SINGAPORE - He could not swallow properly, so he had to be fed via a tube, which was inserted through his left nostril.
But Mr Ang Thiam Chye had a habit of pulling out the tube. As a result, with the permission of his family, his hands were tied to the side of his hospital bed and he had to wear mittens.
Even so, Mr Ang, 76, still managed to pull the tube out by bending forward towards his hands or by raising his knees to his head.
On Oct 26 last year, a staff nurse at Tan Tock Seng Hospital found that the tube was not in his stomach but in his right lung instead.
Fluid ended up accumulating in Mr Ang's lungs and he died from inflammation of the lungs a day later.
At a coroner's inquiry into his death yesterday, State Coroner Victor Yeo concluded that the wrong placement of the feeding tube could have been the result of an accident, or that it had been dislodged.
The court was told that Mr Ang had been living at Ju Eng Home in Jalan Kayu since Sept 24, 2005.

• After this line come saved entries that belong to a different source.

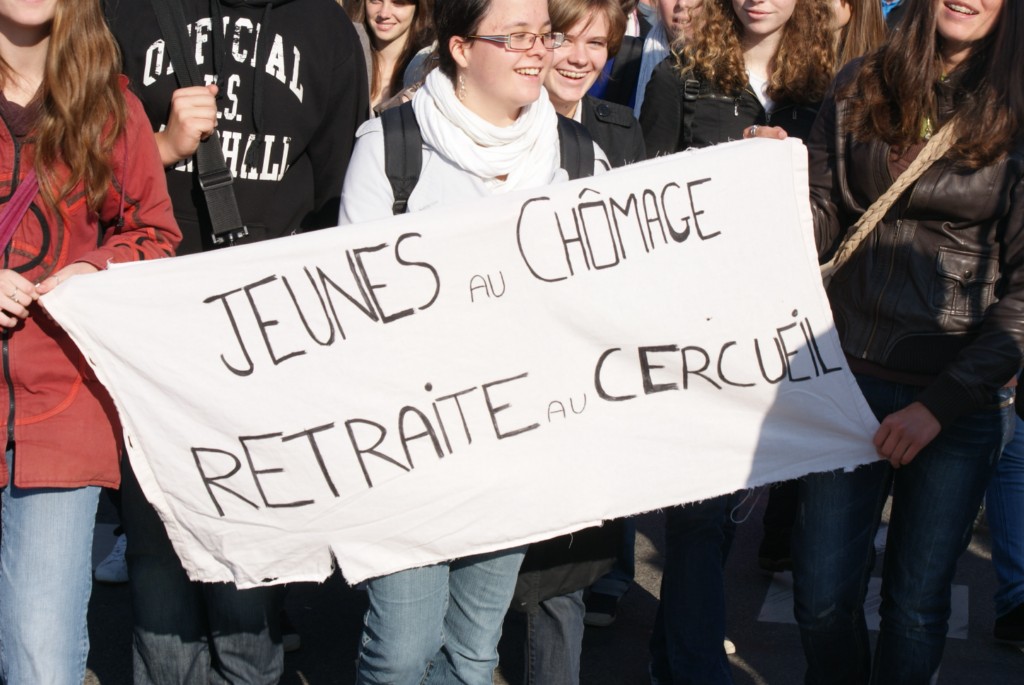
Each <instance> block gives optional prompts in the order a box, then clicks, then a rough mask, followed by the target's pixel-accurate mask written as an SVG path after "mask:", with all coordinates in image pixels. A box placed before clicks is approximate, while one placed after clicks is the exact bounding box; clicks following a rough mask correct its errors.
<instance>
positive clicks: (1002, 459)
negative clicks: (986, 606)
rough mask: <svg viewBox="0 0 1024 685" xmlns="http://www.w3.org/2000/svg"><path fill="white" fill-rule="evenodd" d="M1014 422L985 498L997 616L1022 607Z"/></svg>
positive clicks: (1022, 469) (1023, 546) (1023, 482)
mask: <svg viewBox="0 0 1024 685" xmlns="http://www.w3.org/2000/svg"><path fill="white" fill-rule="evenodd" d="M1015 423H1016V429H1015V430H1014V437H1013V439H1012V440H1010V444H1008V445H1007V446H1006V447H1005V448H1004V451H1002V457H1000V458H999V463H998V464H997V465H996V466H995V475H994V476H993V477H992V482H990V483H989V484H988V496H987V511H986V516H987V517H988V527H989V529H990V530H991V532H992V565H993V566H994V567H995V577H996V580H997V581H998V582H999V588H998V590H997V591H996V593H995V615H997V616H1001V615H1004V614H1007V613H1010V611H1011V610H1013V609H1014V608H1015V607H1017V606H1018V605H1019V604H1024V421H1022V420H1021V419H1020V418H1017V419H1016V421H1015Z"/></svg>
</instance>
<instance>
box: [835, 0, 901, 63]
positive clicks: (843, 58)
mask: <svg viewBox="0 0 1024 685" xmlns="http://www.w3.org/2000/svg"><path fill="white" fill-rule="evenodd" d="M843 4H846V5H849V7H850V20H849V22H848V23H847V25H846V26H845V27H843V28H842V29H840V31H839V40H838V41H837V43H836V71H837V72H838V71H839V70H841V69H843V67H845V66H846V65H848V63H850V61H852V60H853V59H855V58H857V57H860V56H863V55H865V54H867V53H868V52H872V51H873V50H876V49H877V48H878V47H880V46H881V45H882V44H883V43H885V42H886V38H887V34H888V31H887V29H886V20H885V17H883V16H882V3H881V2H879V0H843Z"/></svg>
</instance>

His family members admitted him there as they were unable to give him the care he needed.
Mr Ang required assistance in daily activities, nursing and medical care, and fell frequently. He suffered a stroke previously, and was also stricken with dementia and hypertension, among other illnesses.
When he was observed to have difficulty in swallowing whole foods, Mr Ang was put on a blended diet.
In July 2009, it was noticed that he could not swallow properly and he had to be fed through a nasogastric tube, which was inserted into his stomach through his left nostril.
After inserting the tube, checks were done to ensure that the tube was in his stomach and not his lungs.
But on Oct 3, 2010, his family sent him to a hospital at the recommendation of a doctor as Mr Ang was losing weight and the home could not find out why, even though they had increased his number of feeds.
Mr Ang was taken to Tan Tock Seng Hospital (TTSH) and warded at Ren Ci Hospital. While he was warded, Mr Ang constantly pulled the tube out and had to have his hands restrained.
The court was told that on the night of Oct 25, 2010, a staff nurse noticed that Mr Ang's feeding tube had been removed.
As Mr Ang was not scheduled to be fed until the next morning, he did not insert the tube.
The next day, at around 5.30am, the same staff nurse inserted the feeding tube into Mr Ang. After performing the checks to ensure the tube was inserted correctly, he left to prepare Mr Ang's food.
Before feeding him at 6am, the staff nurse performed the same checks.
Tube inserted correctly
Tube inserted correctly
He handed over the ward to another staff nurse at about 7am, and ended his shift an hour later.
The nurse also checked that Mr Ang's feeding tube was inserted correctly when she took over the ward.
It was about 9am when a medical officer checked the placement of the tube and realised that something was wrong.
At the suggestion of a doctor, a chest X-ray was performed at about 11am and it showed that the tube was inside Mr Ang's right lung.
Checks also showed that Mr Ang's blood pressure and oxygen saturation were low. He was then transferred to the main TTSH building but died the following day.
Ms Angie Ang, 42, an educator and Mr Ang's second daughter, was at the inquiry yesterday.
She teared as she told The New Paper about the last time she saw her father. "I remember that it was raining very heavily that night. My father's condition seemed stable so I went home for a shower and to get a sweater at about 4am.
"Then I got a call from the nurse telling me that he had died without anyone by his side."
Mr Ang's wife and their six other children had visited him earlier that night.